2) the camera is using a binned mode.
I expect the camera is using a combination of the two.
As this is based on dashcam technology, another clue is the weird 20fps. I filmed the LCD as the film was pulled through with a GoPro 120fps, and observed the sensor image is updating at 20fps. This is a bad sign. As a 20fps readout at 3280x2464 on this old SoC, is very unlikely. If the sensor is an OmniVision OV8810 (or similar), they can only read 3K at 10fps (it would have been better to see a 10Hz update)
Yet the same sensor does do 1080p up to 30fps. This is either binned or cropped, but likely binned. A binned sensor has a minimum of 2x2 resolution drop. 1640x1232 is the likely input image to the pipeline. This is still okay, way more information than Super 8 film is likely to hold. But I see less than that. When I test how much the reframing allows for left/right movement, to scan off the film, only about 56% is used for active picture. That would be around 932x700 for the good part of super-8. I'm resolving slightly less than that, more like 640x480. This part I've yet to determine.
I felt the resolution is so low as I'm seeing odd artifacts at the spocket hole.
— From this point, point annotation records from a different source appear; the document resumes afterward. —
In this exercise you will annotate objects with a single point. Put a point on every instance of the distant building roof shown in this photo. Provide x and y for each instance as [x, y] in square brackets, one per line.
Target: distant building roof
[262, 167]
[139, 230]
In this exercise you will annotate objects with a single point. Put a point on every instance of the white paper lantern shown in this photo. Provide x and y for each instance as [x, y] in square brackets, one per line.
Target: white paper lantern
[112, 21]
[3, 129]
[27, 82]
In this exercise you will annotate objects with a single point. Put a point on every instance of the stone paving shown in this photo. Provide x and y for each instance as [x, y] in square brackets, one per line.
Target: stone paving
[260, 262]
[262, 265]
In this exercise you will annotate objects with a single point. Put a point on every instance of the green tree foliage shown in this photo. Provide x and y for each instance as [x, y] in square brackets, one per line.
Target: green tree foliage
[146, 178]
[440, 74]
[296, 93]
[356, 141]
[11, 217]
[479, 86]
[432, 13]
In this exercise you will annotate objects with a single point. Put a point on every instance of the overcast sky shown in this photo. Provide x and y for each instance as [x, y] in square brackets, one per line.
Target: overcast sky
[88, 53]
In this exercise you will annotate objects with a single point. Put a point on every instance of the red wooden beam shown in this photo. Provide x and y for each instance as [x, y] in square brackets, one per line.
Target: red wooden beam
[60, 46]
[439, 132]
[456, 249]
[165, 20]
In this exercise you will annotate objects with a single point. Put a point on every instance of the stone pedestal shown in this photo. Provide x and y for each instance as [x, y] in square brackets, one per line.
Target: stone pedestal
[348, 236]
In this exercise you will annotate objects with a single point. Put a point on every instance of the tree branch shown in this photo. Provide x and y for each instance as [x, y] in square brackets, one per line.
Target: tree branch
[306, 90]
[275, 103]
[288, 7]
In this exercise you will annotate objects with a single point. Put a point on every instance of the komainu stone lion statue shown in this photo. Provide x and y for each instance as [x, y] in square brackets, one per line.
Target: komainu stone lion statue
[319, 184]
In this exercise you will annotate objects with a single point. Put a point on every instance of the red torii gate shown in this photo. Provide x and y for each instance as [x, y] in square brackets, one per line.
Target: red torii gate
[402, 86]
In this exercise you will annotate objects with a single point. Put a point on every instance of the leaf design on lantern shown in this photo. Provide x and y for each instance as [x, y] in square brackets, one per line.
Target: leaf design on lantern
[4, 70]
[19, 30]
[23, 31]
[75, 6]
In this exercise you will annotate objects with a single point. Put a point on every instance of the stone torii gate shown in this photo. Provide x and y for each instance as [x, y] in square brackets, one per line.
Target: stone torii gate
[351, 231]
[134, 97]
From a 1920x1440 scan (Mac84's spocket here) the smallest detectable detail is always about 3 pixels wide. 1920/3 = 640. View attachment 19674
This could be a binning/debayer artifact at that bright edge, so I confirmed this by scanning some writing on the leader. Here is a crop of a leader only scan, no film grain involved. The image has aliasing that shouldn't be there, the aliasing is again around 3 pixels wide. Crudely confirmed but scaling the image down and up again, to see at what resolution the image information/detail is maintained.
View attachment 19675
As we are not getting the original source code, so the native sensor read-out is not available to us. I gather this is a M12 lens, that you can unscrew, and some users are changing the focus. My theory this is a 12mm lens (focal length), whereas it could be a 16mm, this would be 33% bump in scanned resolution, just be tighter in the framing (so camera alignment might be an issue.) A manufacture might choose a wider lens, to ease the tolerances, to make the device cheaper.
Can anyone help confirm this is a 12mm lens? What are the steps to remove the lens cover (focusing or lens replacement)?
I'm still missing a step where the potential drop is from 930 to 640 is happening, so all ideas are welcome for what could be fixed with firmware or hardware tweaks.